Donohoe delayed approving sale of State’s final shares in AIB

Minister for Finance took three-week period to consult with other members of Government on the ending of crisis-era relationship with AIB

Minister for Finance Paschal Donohoe approved the sale of the State's final shareholding in AIB in June. Photograph: Stephen Collins /Collins Photos
Minister for Finance Paschal Donohoe approved the sale of the State's final shareholding in AIB in June. Photograph: Stephen Collins /Collins Photos

Minister for Finance Minister Paschal Donohoe asked for a three-week postponement on the final sale of the State’s stake in AIB so he could consult government about the bank’s exit from “crisis relationships”.

Senior officials had sought permission to carry out a “clean-up share disposal” on May 23rd to finally end state ownership in the bank after the financial crash.

However, the Minister looked for extra time as officials said the sale would “inevitably refocus the discussion around the topic of remuneration” and the salary cap for bankers.

In a note on the submission, Mr Donohoe wrote: “I am absolutely committed to the return of AIB to private ownership. However, I want to exit from crisis relationships with [the] bank at same time.

“I will need to engage with government on this and will not have this complete by end of this week. Ask department to consider execution of same plan but in second half of June.”

How AIB went from boom to bust and back againOpens in new window ]

In mid-June, officials submitted a second submission on the sale saying it would “trigger an opportunity re: salary cap.”

It said the State was looking to offload nearly 44 million shares and hoped to bring in around €310 million through the sale.

The submission said: “The implication of this trade is that it will trigger an expectation to begin unwinding the crisis-era remuneration restrictions that remain in place (in particular the removal of the salary cap).”

Officials wrote that AIB was one of the best performing banks in Europe and that strong momentum had continued since the last time the State sold some of its shareholding. It said the final sale would represent a “natural point” to normalise the relationship between AIB and the State.

The submission also cautioned that if pay restrictions from AIB were removed, it should also apply to PTSB.

“Absent of that happening, it would put PTSB at a severe disadvantage,” said the document. “Such a scenario is not in taxpayers’ interests.”

In a note, Mr Donohoe wrote: “I agreed to this process via phone yesterday. This is to indicate that approval was given and to conclude official documentation.”
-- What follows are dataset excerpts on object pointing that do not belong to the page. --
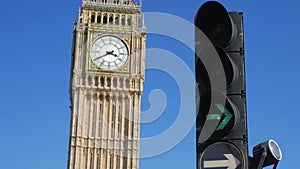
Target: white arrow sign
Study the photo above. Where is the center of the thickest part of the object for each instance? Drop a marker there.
(230, 163)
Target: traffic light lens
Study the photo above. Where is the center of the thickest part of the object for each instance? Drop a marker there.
(213, 20)
(216, 114)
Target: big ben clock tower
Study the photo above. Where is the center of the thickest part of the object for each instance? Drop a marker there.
(107, 76)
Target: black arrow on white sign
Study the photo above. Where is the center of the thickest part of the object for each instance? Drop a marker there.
(231, 163)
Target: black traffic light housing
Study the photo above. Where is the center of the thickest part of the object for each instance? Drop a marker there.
(220, 78)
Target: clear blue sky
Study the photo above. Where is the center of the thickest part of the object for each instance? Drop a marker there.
(35, 49)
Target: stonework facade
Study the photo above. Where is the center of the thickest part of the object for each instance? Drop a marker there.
(106, 84)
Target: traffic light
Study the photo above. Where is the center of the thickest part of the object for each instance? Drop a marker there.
(221, 91)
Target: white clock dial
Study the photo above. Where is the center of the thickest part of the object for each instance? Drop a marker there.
(109, 53)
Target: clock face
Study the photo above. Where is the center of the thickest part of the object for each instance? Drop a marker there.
(109, 53)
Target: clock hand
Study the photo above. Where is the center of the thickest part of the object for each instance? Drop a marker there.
(112, 53)
(99, 57)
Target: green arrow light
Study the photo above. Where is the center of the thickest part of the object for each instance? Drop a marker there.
(227, 118)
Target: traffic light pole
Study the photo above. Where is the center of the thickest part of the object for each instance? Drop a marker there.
(221, 122)
(221, 91)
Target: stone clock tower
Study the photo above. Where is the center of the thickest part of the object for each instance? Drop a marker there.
(107, 76)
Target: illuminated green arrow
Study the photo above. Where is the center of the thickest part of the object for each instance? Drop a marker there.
(227, 118)
(225, 121)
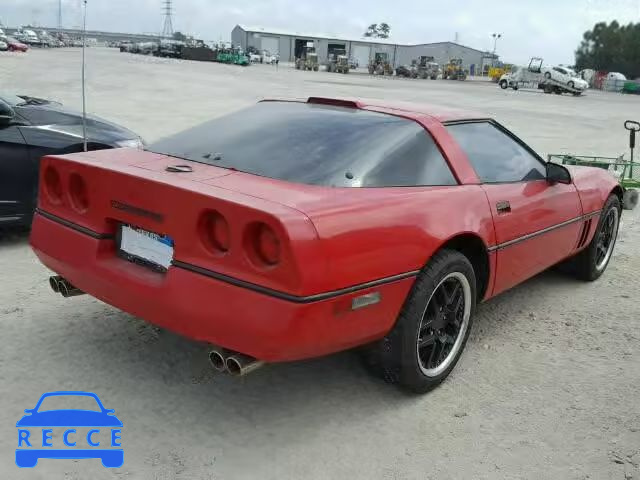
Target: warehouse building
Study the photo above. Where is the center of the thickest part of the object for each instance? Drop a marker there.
(289, 46)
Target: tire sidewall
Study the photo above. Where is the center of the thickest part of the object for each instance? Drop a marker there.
(400, 345)
(591, 272)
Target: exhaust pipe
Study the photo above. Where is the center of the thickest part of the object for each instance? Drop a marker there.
(54, 283)
(216, 357)
(67, 290)
(239, 365)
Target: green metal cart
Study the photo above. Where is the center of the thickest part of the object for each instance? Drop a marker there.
(626, 171)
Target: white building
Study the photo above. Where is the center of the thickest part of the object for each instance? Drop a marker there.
(289, 46)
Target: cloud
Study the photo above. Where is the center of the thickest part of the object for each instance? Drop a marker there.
(546, 28)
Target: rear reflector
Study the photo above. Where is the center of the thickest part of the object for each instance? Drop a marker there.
(78, 193)
(214, 232)
(262, 245)
(268, 246)
(365, 300)
(53, 185)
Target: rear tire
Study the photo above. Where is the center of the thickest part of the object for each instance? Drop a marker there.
(432, 328)
(593, 260)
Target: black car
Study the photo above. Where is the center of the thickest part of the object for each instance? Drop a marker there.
(33, 127)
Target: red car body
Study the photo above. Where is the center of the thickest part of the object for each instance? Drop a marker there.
(16, 46)
(337, 244)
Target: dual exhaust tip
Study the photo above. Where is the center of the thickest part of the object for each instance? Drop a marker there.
(233, 363)
(64, 287)
(222, 360)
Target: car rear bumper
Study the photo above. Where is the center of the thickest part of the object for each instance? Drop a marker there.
(213, 310)
(111, 458)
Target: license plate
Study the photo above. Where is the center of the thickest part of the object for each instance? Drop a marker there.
(147, 248)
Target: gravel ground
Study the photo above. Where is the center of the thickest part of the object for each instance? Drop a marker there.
(548, 387)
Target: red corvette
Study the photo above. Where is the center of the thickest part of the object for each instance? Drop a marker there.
(15, 45)
(291, 230)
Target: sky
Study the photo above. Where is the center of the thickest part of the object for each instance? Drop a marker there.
(550, 29)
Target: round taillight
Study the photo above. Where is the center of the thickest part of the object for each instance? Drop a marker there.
(78, 193)
(53, 185)
(214, 232)
(267, 245)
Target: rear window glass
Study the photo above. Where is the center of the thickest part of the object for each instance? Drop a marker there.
(317, 145)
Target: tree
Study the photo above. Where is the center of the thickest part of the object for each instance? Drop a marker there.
(179, 36)
(611, 48)
(378, 31)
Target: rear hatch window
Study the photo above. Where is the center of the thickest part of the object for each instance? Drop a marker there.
(316, 145)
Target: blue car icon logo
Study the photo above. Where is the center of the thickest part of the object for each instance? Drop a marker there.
(79, 433)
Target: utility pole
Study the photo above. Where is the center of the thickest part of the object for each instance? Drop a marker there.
(496, 37)
(167, 9)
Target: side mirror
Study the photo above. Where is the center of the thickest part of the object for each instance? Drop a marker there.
(558, 174)
(6, 114)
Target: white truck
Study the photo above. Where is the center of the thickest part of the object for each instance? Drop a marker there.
(549, 79)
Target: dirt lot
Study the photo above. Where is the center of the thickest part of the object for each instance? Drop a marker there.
(548, 387)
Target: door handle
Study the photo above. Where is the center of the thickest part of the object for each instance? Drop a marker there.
(503, 207)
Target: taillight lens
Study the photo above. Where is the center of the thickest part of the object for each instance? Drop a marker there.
(214, 232)
(267, 245)
(53, 185)
(78, 193)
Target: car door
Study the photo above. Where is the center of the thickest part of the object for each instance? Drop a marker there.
(13, 162)
(537, 224)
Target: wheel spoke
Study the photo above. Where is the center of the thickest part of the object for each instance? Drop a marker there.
(432, 355)
(426, 341)
(457, 289)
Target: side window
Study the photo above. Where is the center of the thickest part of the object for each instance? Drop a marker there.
(495, 156)
(413, 161)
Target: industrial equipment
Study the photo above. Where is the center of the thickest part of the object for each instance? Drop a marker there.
(454, 70)
(426, 67)
(626, 171)
(309, 58)
(338, 62)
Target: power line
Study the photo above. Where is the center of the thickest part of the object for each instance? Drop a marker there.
(167, 10)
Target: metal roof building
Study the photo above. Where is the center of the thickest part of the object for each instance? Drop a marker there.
(289, 45)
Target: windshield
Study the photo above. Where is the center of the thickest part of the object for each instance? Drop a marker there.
(11, 99)
(69, 402)
(315, 144)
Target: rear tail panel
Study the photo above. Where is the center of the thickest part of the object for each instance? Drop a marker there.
(224, 231)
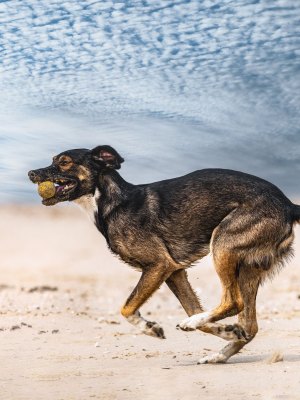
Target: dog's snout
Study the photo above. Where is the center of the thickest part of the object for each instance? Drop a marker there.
(33, 176)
A separate presentation on the State’s post-crash investment in banks said the taxpayer had invested €29.4 billion in AIB, Bank of Ireland, and PTSB.

From that, around €28.7 billion had been recovered although this was over an extended period of a decade and a half.
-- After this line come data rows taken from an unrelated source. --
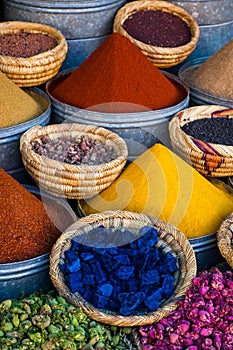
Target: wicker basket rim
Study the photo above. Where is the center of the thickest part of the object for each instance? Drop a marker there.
(119, 217)
(138, 5)
(16, 26)
(37, 131)
(181, 139)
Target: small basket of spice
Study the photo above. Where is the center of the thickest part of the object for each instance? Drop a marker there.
(164, 32)
(122, 268)
(73, 160)
(225, 239)
(202, 135)
(31, 53)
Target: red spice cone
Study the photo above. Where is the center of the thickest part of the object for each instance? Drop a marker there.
(117, 71)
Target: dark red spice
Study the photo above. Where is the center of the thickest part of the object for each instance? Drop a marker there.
(26, 230)
(117, 71)
(24, 44)
(158, 28)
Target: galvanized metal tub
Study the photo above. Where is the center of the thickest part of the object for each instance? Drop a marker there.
(139, 130)
(80, 49)
(10, 156)
(212, 38)
(33, 274)
(208, 11)
(198, 97)
(75, 19)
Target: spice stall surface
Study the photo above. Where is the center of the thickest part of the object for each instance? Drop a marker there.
(157, 182)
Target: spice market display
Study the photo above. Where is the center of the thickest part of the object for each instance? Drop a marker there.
(82, 271)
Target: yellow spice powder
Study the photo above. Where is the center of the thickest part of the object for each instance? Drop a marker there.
(161, 184)
(16, 105)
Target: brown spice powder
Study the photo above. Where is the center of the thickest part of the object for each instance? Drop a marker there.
(26, 230)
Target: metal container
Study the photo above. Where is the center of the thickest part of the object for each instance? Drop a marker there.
(10, 156)
(80, 49)
(75, 19)
(206, 251)
(139, 130)
(198, 97)
(212, 38)
(208, 11)
(32, 275)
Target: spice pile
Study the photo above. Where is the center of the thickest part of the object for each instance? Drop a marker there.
(17, 105)
(215, 130)
(169, 188)
(26, 230)
(46, 321)
(25, 44)
(215, 75)
(74, 151)
(203, 320)
(118, 77)
(130, 278)
(157, 28)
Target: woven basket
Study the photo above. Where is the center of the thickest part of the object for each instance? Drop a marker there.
(170, 238)
(162, 57)
(209, 159)
(38, 69)
(66, 180)
(225, 239)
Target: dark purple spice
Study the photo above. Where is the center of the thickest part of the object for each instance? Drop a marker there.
(25, 44)
(74, 151)
(212, 130)
(158, 28)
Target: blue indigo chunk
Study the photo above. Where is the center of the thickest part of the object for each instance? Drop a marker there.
(150, 277)
(128, 279)
(130, 302)
(105, 289)
(168, 285)
(75, 281)
(152, 300)
(125, 272)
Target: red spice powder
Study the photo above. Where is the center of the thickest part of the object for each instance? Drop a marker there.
(117, 71)
(26, 230)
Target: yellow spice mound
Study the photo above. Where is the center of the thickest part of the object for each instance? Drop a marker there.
(16, 105)
(161, 184)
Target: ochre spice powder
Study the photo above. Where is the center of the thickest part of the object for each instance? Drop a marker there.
(26, 230)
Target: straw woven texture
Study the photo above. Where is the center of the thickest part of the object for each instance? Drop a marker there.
(66, 180)
(225, 239)
(209, 159)
(38, 69)
(169, 237)
(162, 57)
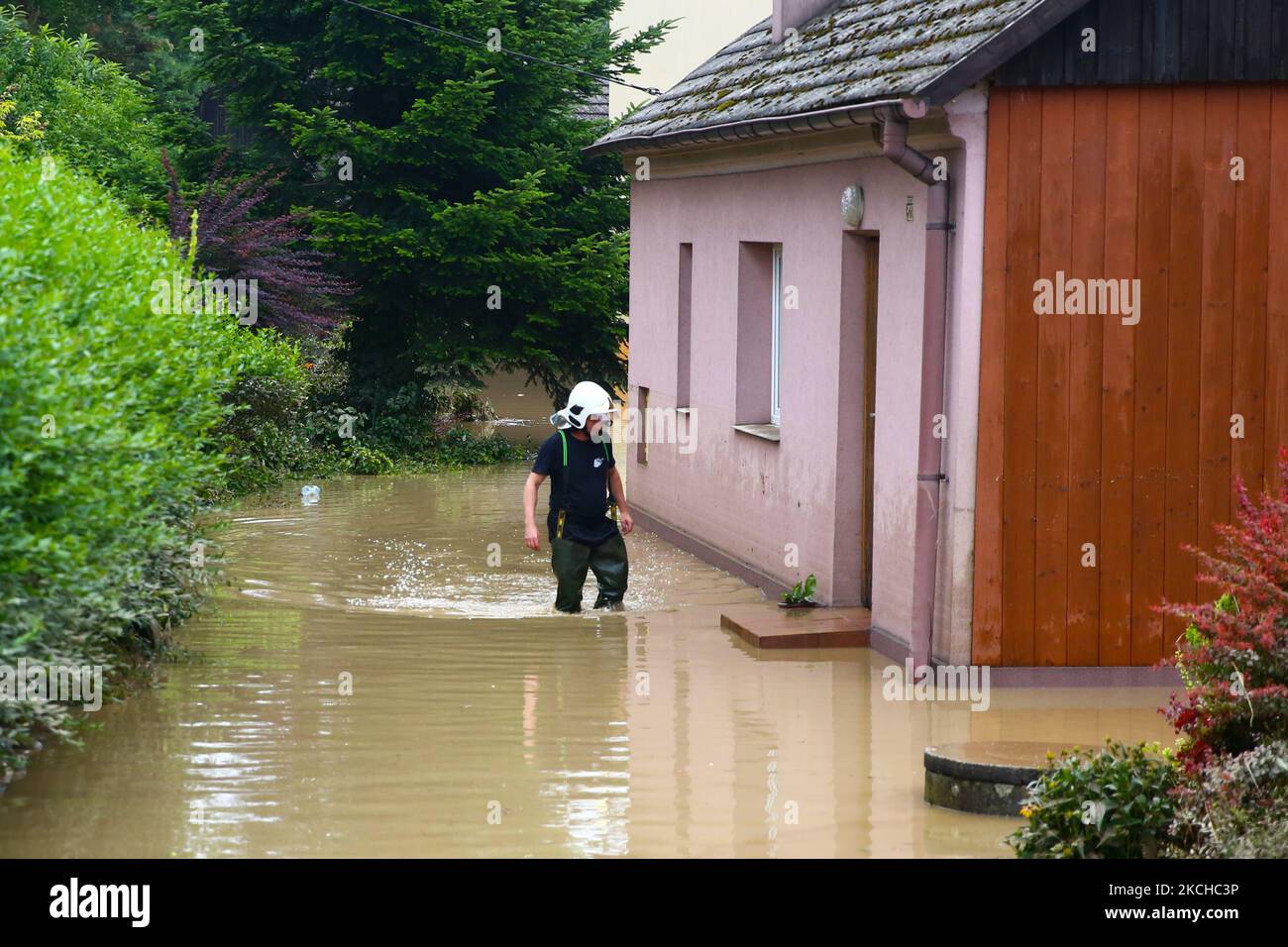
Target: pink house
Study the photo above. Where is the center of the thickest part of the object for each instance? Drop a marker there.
(814, 292)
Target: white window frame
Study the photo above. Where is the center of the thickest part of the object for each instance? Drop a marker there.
(776, 334)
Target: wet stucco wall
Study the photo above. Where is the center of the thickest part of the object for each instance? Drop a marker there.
(746, 496)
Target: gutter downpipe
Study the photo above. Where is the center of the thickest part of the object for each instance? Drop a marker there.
(934, 352)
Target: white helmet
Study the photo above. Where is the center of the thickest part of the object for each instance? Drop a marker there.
(584, 401)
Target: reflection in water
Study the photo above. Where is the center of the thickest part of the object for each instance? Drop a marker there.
(481, 724)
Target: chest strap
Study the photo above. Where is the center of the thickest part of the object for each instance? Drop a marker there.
(563, 512)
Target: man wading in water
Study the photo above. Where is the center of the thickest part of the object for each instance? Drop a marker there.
(579, 460)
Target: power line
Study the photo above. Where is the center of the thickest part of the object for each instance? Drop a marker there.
(507, 52)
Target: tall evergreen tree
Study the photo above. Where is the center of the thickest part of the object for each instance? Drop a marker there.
(446, 176)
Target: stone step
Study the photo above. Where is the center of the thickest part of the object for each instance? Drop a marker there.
(765, 625)
(987, 777)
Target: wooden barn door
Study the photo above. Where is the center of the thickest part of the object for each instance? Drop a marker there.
(1104, 447)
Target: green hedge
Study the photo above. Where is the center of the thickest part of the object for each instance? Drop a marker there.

The presentation said as well as implications for the salary cap, other restrictions on how AIB operates would change. One slide said: “These restrictions include monthly meetings with senior management, access to board papers, [and] various reporting/consent/consultation requirements.

“Since the State’s exit from BOI (Bank of Ireland), that bank is no longer subject to these conditions. We recommend putting AIB on an equal footing with BOI in this context.”
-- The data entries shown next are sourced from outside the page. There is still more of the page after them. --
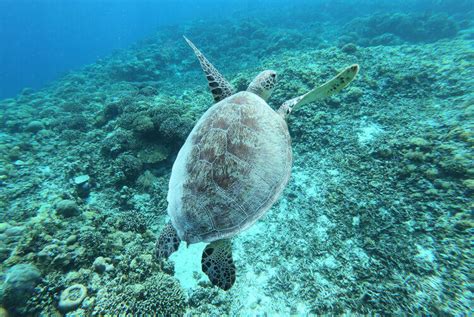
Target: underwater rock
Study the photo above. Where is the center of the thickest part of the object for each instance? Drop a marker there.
(19, 286)
(154, 153)
(407, 26)
(34, 126)
(72, 297)
(349, 48)
(82, 185)
(102, 265)
(159, 293)
(67, 208)
(118, 141)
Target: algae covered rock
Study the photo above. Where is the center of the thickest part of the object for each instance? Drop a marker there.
(158, 295)
(67, 208)
(72, 297)
(19, 286)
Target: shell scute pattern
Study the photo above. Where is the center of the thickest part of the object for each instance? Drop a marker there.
(237, 164)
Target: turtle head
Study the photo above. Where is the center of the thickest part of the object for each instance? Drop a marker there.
(263, 84)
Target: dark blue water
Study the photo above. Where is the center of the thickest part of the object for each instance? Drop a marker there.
(42, 39)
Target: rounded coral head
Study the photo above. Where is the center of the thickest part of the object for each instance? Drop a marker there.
(263, 84)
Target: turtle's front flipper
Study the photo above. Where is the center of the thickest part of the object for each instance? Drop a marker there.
(218, 265)
(220, 87)
(339, 82)
(167, 242)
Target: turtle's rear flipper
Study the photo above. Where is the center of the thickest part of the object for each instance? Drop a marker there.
(167, 242)
(218, 265)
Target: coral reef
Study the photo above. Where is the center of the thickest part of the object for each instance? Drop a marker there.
(376, 217)
(159, 294)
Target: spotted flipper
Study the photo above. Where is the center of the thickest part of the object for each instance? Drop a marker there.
(218, 265)
(220, 87)
(339, 82)
(167, 242)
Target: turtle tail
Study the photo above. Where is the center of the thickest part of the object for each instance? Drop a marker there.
(218, 264)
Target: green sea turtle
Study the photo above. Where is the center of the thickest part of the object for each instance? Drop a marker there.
(232, 168)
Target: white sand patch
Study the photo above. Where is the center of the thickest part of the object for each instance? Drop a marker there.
(187, 265)
(368, 133)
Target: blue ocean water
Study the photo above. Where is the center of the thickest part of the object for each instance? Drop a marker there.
(41, 40)
(341, 177)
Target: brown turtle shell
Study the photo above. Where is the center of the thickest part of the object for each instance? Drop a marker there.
(233, 166)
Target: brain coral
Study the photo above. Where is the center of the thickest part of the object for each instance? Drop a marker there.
(158, 295)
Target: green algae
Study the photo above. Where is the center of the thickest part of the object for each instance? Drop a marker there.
(376, 216)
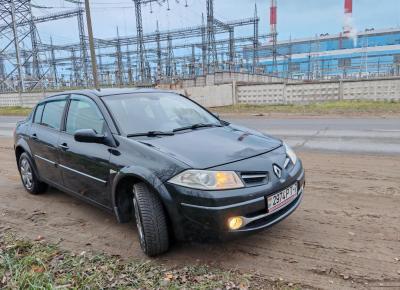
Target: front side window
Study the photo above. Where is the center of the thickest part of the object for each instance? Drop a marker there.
(83, 113)
(52, 114)
(146, 112)
(38, 114)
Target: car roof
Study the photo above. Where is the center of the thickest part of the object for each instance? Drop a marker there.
(112, 91)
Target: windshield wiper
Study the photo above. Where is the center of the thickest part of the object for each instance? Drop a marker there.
(196, 126)
(151, 134)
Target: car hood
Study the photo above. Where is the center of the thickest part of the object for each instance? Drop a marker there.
(209, 147)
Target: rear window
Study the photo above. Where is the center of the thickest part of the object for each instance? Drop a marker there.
(52, 114)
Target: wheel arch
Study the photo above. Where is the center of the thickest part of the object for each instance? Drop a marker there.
(131, 175)
(23, 147)
(122, 209)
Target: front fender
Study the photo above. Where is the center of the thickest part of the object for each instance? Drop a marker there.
(154, 182)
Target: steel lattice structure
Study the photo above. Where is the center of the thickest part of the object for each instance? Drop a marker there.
(158, 57)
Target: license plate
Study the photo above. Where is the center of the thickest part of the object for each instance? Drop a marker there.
(282, 198)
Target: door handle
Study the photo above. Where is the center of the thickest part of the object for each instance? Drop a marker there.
(64, 146)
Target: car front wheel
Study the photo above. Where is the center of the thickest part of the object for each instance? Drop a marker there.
(28, 176)
(151, 220)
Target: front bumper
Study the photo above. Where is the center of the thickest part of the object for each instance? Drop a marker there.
(202, 213)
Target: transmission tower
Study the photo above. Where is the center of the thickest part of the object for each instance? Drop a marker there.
(18, 37)
(212, 57)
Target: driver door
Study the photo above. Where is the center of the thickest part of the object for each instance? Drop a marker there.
(85, 167)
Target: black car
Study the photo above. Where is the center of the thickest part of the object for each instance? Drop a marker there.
(160, 158)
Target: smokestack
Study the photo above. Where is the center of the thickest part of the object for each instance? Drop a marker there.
(273, 17)
(348, 16)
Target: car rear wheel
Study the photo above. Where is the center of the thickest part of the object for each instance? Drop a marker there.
(28, 176)
(151, 220)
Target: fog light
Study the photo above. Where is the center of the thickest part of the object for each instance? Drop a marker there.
(235, 223)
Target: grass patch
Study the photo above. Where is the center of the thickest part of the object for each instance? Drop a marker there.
(336, 107)
(14, 111)
(38, 265)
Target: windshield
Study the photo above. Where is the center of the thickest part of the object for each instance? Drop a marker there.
(138, 113)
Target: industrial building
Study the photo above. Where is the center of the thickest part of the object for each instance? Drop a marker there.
(177, 56)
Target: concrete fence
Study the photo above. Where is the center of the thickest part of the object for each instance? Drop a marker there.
(274, 93)
(300, 93)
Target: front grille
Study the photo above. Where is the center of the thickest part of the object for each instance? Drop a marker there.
(254, 178)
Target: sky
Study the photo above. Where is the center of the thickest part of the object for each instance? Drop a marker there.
(296, 18)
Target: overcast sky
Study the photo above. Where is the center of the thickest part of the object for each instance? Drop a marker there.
(296, 18)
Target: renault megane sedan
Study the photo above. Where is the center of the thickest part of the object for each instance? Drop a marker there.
(160, 159)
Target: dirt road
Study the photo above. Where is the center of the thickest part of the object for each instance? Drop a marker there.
(346, 234)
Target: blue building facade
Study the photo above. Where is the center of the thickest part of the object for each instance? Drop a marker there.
(367, 54)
On pay caps, another slide said all restrictions were eliminated for Bank of Ireland apart from bonus payments exceeding €20,000 per year.

“While restrictions around variable pay up to €20,000 and fringe benefits were also removed for AIB and PTSB, both banks continue to abide by the total compensation cap of €500,000 per annum that is currently in place,“ it said.

This additional restriction relative to Bank of Ireland was “anti-competitive and unsustainable”.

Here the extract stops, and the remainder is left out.